Shanghai courts are stepping up their efforts to tackle crimes that jeopardize food safety, with prison sentences for offenders rising from just over three years on average to five years and seven months.
The longer sentences result from a judicial explanation covering such cases that the Supreme People's Court and the Supreme People's Procuratorate issued in May 2013.
In six cases on Monday, courts found 10 people guilty of food safety violations. The average of the prison sentences handed down was 5.63 years, compared with an average of 3.13 years for 15 similar cases between 2011 and May 2013.
The six cases on Monday included the use of illegal chemicals and the sale of expired foods such as pork, oil, mooncakes, and crawfish, affected many people, said Xiao Wanxiang, presiding judge of a criminal tribunal at Shanghai High People's Court.
In one case, Ni Xiaogang, the manager of Shanghai Gurun Trade Co Ltd and Shanghai Ruijun Industrial Trade Co Ltd, was sentenced to 13 years in prison, four years more than the longest sentence previously given for such a case.
Ni bought tallow oil from Australia and New Zealand fully knowing that it was suitable only for industrial use.

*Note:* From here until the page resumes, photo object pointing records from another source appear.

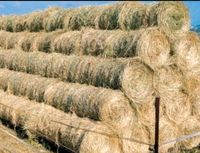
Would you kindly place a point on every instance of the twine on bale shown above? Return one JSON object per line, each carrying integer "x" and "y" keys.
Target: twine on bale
{"x": 86, "y": 101}
{"x": 37, "y": 118}
{"x": 168, "y": 82}
{"x": 187, "y": 52}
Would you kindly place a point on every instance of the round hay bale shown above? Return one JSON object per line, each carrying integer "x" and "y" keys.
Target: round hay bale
{"x": 54, "y": 20}
{"x": 34, "y": 21}
{"x": 168, "y": 131}
{"x": 2, "y": 38}
{"x": 19, "y": 23}
{"x": 25, "y": 41}
{"x": 11, "y": 40}
{"x": 72, "y": 38}
{"x": 75, "y": 19}
{"x": 189, "y": 126}
{"x": 168, "y": 82}
{"x": 87, "y": 101}
{"x": 153, "y": 48}
{"x": 137, "y": 132}
{"x": 47, "y": 121}
{"x": 108, "y": 17}
{"x": 96, "y": 142}
{"x": 129, "y": 75}
{"x": 121, "y": 43}
{"x": 192, "y": 87}
{"x": 137, "y": 82}
{"x": 187, "y": 52}
{"x": 8, "y": 23}
{"x": 93, "y": 42}
{"x": 170, "y": 16}
{"x": 133, "y": 16}
{"x": 43, "y": 41}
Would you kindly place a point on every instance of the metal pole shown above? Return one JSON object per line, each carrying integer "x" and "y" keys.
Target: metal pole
{"x": 157, "y": 108}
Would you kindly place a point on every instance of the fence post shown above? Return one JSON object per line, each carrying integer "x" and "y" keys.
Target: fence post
{"x": 157, "y": 113}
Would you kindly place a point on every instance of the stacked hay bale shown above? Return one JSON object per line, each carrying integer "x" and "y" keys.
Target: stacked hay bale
{"x": 110, "y": 74}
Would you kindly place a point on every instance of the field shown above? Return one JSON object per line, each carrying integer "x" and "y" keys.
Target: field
{"x": 85, "y": 80}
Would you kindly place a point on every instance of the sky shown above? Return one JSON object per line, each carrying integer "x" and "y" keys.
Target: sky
{"x": 22, "y": 7}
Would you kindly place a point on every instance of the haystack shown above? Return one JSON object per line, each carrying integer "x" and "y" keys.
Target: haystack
{"x": 168, "y": 83}
{"x": 170, "y": 16}
{"x": 108, "y": 17}
{"x": 86, "y": 101}
{"x": 190, "y": 126}
{"x": 45, "y": 121}
{"x": 187, "y": 52}
{"x": 72, "y": 38}
{"x": 43, "y": 41}
{"x": 54, "y": 20}
{"x": 132, "y": 76}
{"x": 133, "y": 16}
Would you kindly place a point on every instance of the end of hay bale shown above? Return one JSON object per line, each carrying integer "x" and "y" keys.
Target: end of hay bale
{"x": 187, "y": 52}
{"x": 153, "y": 48}
{"x": 96, "y": 142}
{"x": 170, "y": 16}
{"x": 108, "y": 17}
{"x": 137, "y": 81}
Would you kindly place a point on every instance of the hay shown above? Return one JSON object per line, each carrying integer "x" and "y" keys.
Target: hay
{"x": 39, "y": 119}
{"x": 43, "y": 41}
{"x": 139, "y": 133}
{"x": 168, "y": 82}
{"x": 153, "y": 48}
{"x": 108, "y": 17}
{"x": 25, "y": 41}
{"x": 132, "y": 76}
{"x": 54, "y": 20}
{"x": 189, "y": 126}
{"x": 170, "y": 16}
{"x": 86, "y": 101}
{"x": 18, "y": 23}
{"x": 93, "y": 42}
{"x": 76, "y": 18}
{"x": 133, "y": 16}
{"x": 192, "y": 88}
{"x": 34, "y": 21}
{"x": 72, "y": 38}
{"x": 187, "y": 52}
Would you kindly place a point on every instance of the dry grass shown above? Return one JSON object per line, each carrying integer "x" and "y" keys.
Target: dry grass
{"x": 86, "y": 101}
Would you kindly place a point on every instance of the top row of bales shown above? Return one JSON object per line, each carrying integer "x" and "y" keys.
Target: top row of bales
{"x": 170, "y": 16}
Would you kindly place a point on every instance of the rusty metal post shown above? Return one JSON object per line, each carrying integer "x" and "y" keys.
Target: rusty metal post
{"x": 157, "y": 113}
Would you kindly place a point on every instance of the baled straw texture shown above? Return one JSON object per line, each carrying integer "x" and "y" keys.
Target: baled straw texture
{"x": 108, "y": 17}
{"x": 46, "y": 120}
{"x": 54, "y": 20}
{"x": 86, "y": 101}
{"x": 43, "y": 41}
{"x": 170, "y": 16}
{"x": 192, "y": 88}
{"x": 190, "y": 126}
{"x": 67, "y": 43}
{"x": 153, "y": 48}
{"x": 77, "y": 18}
{"x": 168, "y": 82}
{"x": 139, "y": 133}
{"x": 18, "y": 23}
{"x": 133, "y": 16}
{"x": 130, "y": 75}
{"x": 25, "y": 41}
{"x": 187, "y": 52}
{"x": 151, "y": 44}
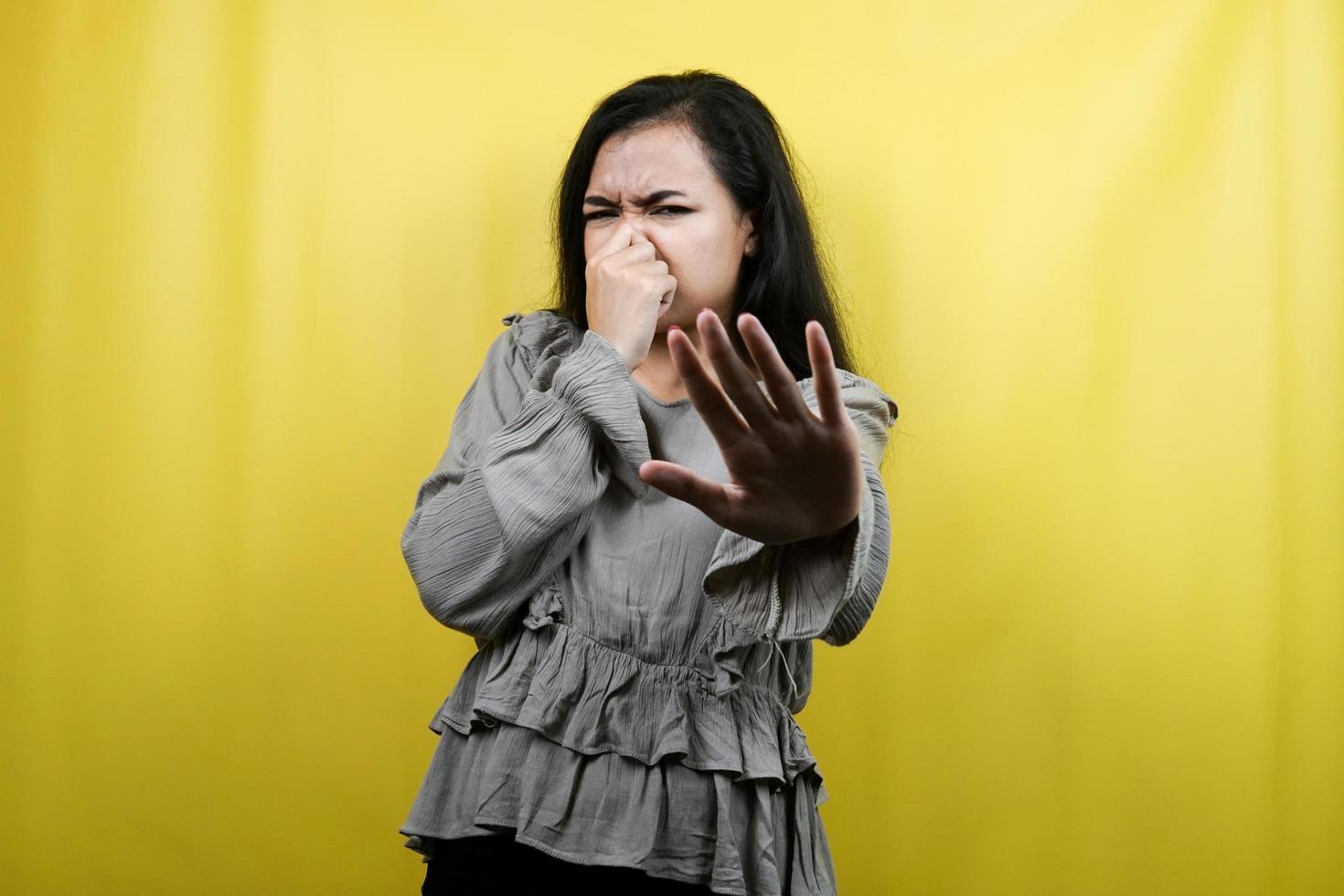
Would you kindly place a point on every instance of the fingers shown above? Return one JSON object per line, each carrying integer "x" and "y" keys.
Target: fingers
{"x": 734, "y": 377}
{"x": 618, "y": 240}
{"x": 686, "y": 485}
{"x": 778, "y": 379}
{"x": 709, "y": 400}
{"x": 824, "y": 379}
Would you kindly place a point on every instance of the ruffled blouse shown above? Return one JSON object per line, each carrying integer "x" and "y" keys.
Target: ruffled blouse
{"x": 637, "y": 667}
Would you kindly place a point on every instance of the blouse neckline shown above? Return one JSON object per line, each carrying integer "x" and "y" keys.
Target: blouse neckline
{"x": 680, "y": 402}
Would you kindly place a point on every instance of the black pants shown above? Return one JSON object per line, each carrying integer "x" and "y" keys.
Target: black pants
{"x": 499, "y": 865}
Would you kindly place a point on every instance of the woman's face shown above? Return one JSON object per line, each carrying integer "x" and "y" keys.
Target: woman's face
{"x": 698, "y": 234}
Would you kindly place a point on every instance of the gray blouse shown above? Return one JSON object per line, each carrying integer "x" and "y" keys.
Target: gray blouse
{"x": 637, "y": 667}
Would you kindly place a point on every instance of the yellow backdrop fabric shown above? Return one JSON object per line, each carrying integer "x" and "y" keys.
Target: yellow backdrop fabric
{"x": 251, "y": 255}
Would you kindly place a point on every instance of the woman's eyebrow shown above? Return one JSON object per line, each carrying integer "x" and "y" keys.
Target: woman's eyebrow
{"x": 640, "y": 203}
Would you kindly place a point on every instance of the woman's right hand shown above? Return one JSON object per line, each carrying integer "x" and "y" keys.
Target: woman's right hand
{"x": 628, "y": 291}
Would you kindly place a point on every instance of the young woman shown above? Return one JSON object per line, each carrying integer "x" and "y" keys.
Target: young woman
{"x": 644, "y": 543}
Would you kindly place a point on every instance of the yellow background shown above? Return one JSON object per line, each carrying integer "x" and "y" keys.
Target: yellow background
{"x": 251, "y": 255}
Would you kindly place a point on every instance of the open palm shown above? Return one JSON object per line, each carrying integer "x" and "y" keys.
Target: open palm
{"x": 794, "y": 475}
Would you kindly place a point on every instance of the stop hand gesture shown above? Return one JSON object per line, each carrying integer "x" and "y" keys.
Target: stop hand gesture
{"x": 794, "y": 475}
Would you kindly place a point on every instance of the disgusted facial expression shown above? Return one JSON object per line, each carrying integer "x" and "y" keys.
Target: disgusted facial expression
{"x": 660, "y": 182}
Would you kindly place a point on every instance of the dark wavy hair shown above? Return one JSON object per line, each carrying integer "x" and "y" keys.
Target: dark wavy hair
{"x": 786, "y": 281}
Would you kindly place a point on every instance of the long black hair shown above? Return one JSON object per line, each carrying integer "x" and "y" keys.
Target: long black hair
{"x": 786, "y": 281}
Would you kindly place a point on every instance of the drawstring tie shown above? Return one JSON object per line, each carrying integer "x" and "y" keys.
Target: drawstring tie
{"x": 794, "y": 688}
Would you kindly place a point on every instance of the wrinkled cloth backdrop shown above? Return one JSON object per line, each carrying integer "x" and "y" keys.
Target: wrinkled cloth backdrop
{"x": 253, "y": 252}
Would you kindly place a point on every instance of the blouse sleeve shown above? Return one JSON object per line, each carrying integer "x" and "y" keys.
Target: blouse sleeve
{"x": 532, "y": 448}
{"x": 824, "y": 587}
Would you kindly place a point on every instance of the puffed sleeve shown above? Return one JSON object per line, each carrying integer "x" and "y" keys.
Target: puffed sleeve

He then sold it to an edible oil producer, Shanghai Shiming Oil, between February 2010 and January 2012, making more than 37 million yuan ($6.07 million) in profit.
The previous record prison sentence of nine years was handed to Ye Weilu, general manger of a food company that produced and sold more than 270,000 packets of steamed buns containing prohibited dyes. He was found guilty and sentenced in September 2011.

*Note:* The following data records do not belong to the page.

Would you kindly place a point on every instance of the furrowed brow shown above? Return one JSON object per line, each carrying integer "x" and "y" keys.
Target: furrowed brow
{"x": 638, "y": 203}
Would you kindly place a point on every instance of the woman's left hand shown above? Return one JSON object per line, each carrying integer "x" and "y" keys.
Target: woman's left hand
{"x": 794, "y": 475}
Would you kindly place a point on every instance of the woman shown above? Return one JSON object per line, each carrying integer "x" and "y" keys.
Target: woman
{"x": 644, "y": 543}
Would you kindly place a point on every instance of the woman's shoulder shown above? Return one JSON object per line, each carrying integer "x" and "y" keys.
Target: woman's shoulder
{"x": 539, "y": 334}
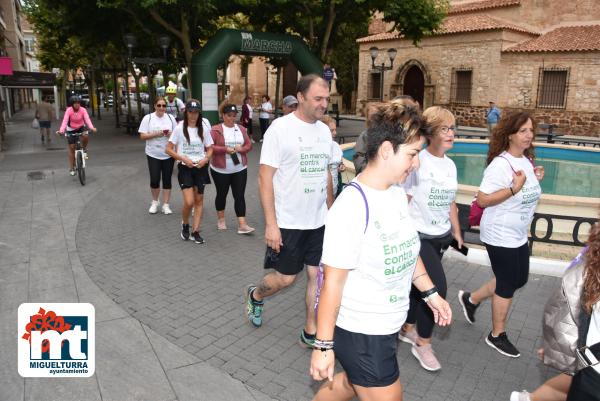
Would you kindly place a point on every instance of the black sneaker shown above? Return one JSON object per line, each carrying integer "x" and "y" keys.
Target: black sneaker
{"x": 197, "y": 238}
{"x": 468, "y": 307}
{"x": 502, "y": 345}
{"x": 185, "y": 232}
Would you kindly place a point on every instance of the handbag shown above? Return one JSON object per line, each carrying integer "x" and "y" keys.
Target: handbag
{"x": 476, "y": 211}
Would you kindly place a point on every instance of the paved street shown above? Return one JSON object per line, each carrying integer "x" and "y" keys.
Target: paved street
{"x": 181, "y": 304}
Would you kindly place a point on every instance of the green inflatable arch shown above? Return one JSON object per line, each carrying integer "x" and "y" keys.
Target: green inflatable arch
{"x": 230, "y": 41}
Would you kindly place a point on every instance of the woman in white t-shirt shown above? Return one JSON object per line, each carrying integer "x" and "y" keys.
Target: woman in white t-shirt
{"x": 509, "y": 192}
{"x": 155, "y": 129}
{"x": 368, "y": 275}
{"x": 191, "y": 144}
{"x": 229, "y": 167}
{"x": 336, "y": 164}
{"x": 432, "y": 191}
{"x": 264, "y": 115}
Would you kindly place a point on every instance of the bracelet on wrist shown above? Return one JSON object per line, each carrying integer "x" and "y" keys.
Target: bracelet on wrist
{"x": 429, "y": 292}
{"x": 419, "y": 276}
{"x": 322, "y": 345}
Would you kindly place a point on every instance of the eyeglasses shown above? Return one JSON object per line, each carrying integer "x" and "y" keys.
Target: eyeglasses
{"x": 445, "y": 129}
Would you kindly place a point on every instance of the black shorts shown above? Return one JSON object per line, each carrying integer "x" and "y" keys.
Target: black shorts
{"x": 192, "y": 177}
{"x": 300, "y": 247}
{"x": 511, "y": 268}
{"x": 368, "y": 360}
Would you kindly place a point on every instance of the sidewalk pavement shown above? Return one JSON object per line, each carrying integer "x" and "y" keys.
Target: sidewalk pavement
{"x": 170, "y": 320}
{"x": 40, "y": 262}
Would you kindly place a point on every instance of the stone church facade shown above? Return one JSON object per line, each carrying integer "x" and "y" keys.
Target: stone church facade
{"x": 538, "y": 55}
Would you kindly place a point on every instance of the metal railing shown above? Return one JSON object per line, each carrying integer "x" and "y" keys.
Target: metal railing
{"x": 472, "y": 234}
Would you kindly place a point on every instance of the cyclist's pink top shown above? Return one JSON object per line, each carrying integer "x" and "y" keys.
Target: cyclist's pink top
{"x": 76, "y": 119}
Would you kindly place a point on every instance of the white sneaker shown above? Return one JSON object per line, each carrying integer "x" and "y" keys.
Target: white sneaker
{"x": 153, "y": 207}
{"x": 519, "y": 396}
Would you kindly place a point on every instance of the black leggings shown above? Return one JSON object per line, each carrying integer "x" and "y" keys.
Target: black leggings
{"x": 511, "y": 268}
{"x": 419, "y": 312}
{"x": 158, "y": 167}
{"x": 264, "y": 125}
{"x": 237, "y": 182}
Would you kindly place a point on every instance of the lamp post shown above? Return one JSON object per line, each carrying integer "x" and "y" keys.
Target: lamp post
{"x": 163, "y": 42}
{"x": 382, "y": 68}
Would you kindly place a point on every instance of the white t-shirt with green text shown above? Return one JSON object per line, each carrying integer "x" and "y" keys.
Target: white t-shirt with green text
{"x": 195, "y": 150}
{"x": 381, "y": 261}
{"x": 300, "y": 152}
{"x": 433, "y": 189}
{"x": 155, "y": 147}
{"x": 507, "y": 223}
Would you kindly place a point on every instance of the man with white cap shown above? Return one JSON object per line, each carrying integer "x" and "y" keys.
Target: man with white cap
{"x": 289, "y": 104}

Shanghai courts get tough on food safety violations
Fines for offenders have also been raised from 283,000 yuan to more than 3.74 million yuan on average. None of those convicted in the six cases judged on Monday received a suspended sentence, in contrast with six suspended sentences between 2011 and May 2013.

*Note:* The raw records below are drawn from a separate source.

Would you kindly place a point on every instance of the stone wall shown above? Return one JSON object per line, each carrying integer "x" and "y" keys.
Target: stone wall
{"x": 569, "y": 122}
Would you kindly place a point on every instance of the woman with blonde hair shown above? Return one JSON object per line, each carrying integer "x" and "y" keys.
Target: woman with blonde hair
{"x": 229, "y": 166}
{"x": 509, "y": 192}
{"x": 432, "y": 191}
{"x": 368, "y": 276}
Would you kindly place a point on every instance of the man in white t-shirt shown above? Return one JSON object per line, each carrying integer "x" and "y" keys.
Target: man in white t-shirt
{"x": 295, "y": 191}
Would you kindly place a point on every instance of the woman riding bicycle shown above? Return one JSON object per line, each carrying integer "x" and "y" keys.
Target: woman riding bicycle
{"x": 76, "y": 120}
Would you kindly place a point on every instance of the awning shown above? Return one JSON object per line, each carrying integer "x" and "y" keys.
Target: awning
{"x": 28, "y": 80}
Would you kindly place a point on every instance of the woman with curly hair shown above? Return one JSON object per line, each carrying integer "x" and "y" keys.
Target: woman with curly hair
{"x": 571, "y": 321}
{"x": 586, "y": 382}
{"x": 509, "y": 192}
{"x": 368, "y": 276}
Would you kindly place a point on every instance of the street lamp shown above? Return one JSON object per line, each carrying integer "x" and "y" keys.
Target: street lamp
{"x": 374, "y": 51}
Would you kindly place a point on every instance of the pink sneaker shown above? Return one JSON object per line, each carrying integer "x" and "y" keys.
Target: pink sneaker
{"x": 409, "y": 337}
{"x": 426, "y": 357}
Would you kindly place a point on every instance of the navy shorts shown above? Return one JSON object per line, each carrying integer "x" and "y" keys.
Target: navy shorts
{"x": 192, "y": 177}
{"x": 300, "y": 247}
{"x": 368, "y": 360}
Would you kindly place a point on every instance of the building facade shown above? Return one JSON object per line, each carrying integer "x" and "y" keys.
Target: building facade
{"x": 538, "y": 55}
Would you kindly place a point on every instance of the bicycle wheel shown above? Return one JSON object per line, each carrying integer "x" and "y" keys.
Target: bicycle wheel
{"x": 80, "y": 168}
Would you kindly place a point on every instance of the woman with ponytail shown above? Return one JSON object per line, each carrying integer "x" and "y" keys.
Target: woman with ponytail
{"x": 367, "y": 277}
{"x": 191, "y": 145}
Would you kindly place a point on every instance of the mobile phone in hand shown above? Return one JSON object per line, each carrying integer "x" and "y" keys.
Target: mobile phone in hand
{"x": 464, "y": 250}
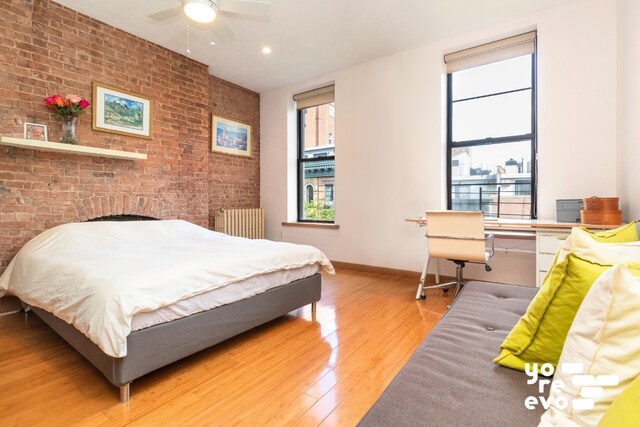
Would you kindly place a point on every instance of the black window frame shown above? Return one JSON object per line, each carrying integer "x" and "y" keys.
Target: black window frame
{"x": 498, "y": 140}
{"x": 301, "y": 163}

"Since the judicial explanation was published, Shanghai courts have abided by the principle of applying heavy penalties, while limiting the use of non-custodial sentences," said Zou Bihua, vice-president of the Shanghai High People's Court.
In one case, Zhou said, the defendant Zhang Ruguo received six years in prison for selling nearly seven tons of expired moonmakes, making a profit of more than 100,000 yuan.
Under the law, Zhang would have received no more than five years in prison if the court had considered only the amount of money involved, Zou said.
"But the court felt that the costs involved in reselling the expired mooncakes were low, and the number of mooncakes sold indicated that many people had been harmed by the unhealthy food. So we identified this as a serious crime and gave him the sentence," Zou said.
When police previously raided small restaurants and found them selling food products containing prohibited ingredients, the fines were usually around 1,000 yuan, because the total amount of tainted food sold was hard to trace. But such fines have now been raised to between 40,000 and 50,000 yuan, Zou added.
Some legal experts have applauded the tougher sentences.
"Food safety is a basic element of daily life, and law enforcement agencies should have zero tolerance and work with other watchdogs to deter violators," said Qiu Baochang, head of the lawyers group of the China Consumers' Association.